Onder Kiziltas, a 24-year-old volunteer, ranks the needs. The first thing are the toilets, he says, showing a picture of a squat toilet (common in this region) clogged and overflowing with dirty water. The second most pressing issue is finding generators, “especially for those who do not have a tent and are on the street.” He also points to the problem of diesel, which is preventing some people from leaving with their families to another part of the country. “You have to travel many kilometers to get to a gas station that has it,” he explains. At the one that connects Islahiye with the city of Sanliurfa, some cracks have been formed by the earthquake.
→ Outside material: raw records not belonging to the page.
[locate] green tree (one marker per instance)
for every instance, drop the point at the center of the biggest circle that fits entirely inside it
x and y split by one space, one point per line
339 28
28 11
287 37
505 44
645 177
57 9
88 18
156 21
There is also a Kurdish population living in this area. Reving Sagvan, a doctor sent over by the Ministry of Health of the Autonomous Goverment of Iraqi Kurdistan, points out that in addition to the usual problems in these cases, such as hypothermia, respiratory tract infections or dehydration, some patients with chronic problems are no longer able to take their medication: they left it at home when they ran out and can no longer get it back.
The earthquake has exacerbated the situation faced by Syrian refugees from the civil war. Turkey, the country that hosts the largest number (3.7 million), has gone from treating them as “brothers” and “guests”– as President, Recep Tayyip Erdogan used to describe them – to having returned more than 500,000 since 2016 and wanting to repatriate a million more with a volunteer return plan that has been criticized by human rights groups.
Nura Taha, who is Syrian, does not bite her tongue – and soon pays the price. She says that she was only placed in a tent after spending a night in the open, after the Turkish population had already received them, and that she was treated with indifference when she asked for one because, even though she speaks Turkish, the locals can tell by her clothing where she is from. “The earthquake has not distinguished between Turks and Arabs, but they always discriminate against us. Every time there are problems, they blame us for it. The situation was already very difficult and now more so,” she says. But the alternative, she admits, is worse: returning to her home province, Idlib, which is controlled by Hayat Tahrir Al Sham jihadists, and “die because they see me smoking a cigarette.”
As she is complaining, a Turkish man who understands Arabic steps in to accuse her of tarnishing the image of a country that she should be “thankful to” for giving her food and water just like Turkish survivors are receiving. Shortly afterwards, a service worker comes over to deliver diapers, clothes and candy.